Silencing of LINC00221 Suppresses Glioblastoma Cell Migration and Invasion through miR-34c-5p/Snai1 and Regulation of Actin and Cytoskeletal Dynamics Proteins

Abstract

Abstract The role of long non-coding RNAs (lncRNAs) in regulating cell motility in glioblastoma (GBM) remains largely unexplored as compared to other cancers. Our bioinformatic analyses of the microarray data of upregulated lncRNAs predicted the oncogenic role of LINC00221 in GBM cell motility. Quantitative PCR (qPCR) analysis confirmed that LINC00221 was upregulated in different GBM cell lines. While the transient silencing of LINC00221 decreased the A172 cell viability, the cell scratch closure in LN18 and T98G was suppressed. This was followed by reduced cell migration in both LN18 and T98G, but only decreased cell invasion in the latter. Furthermore, Snail and N-cadherin were only decreased in the LINC00221 silenced T98G (T98Gsi − LINC00221) but not LN18. Subsequent bioinformatic analysis predicted miR-34c-5p as a potential miRNA target downstream of LINC00221 and upstream of Snai1, which was confirmed by luciferase reporter assays. To further elucidate the molecular mechanisms involved, we identified the differentially expressed proteins (DEPs) from the proteome profiling of T98Gsi − LINC00221 and miR-34c-5p mimic transfection (T98GmiR − 34c−5p).
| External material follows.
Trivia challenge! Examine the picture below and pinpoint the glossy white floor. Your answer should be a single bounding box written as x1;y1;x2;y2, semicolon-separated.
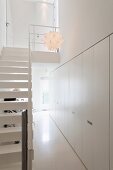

Further enrichment of the DEPs in both T98Gsi − LINC00221 and T98GmiR − 34c−5p unveiled enriched pathways associated with the regulation of actin and cytoskeletal dynamics proteins. In summary, our findings establish the oncogenic role of LINC00221 in promoting both T98G and LN18 cell motility. Although LINC0221 exhibited the involvement of a Snai1-dependant mechanism, which is potentially modulated by miR-34c-5p in T98G, proteomic analysis further supported the regulation cell motility via the actin and cytoskeletal-related proteins following LINC00221 silencing in both GBM cells.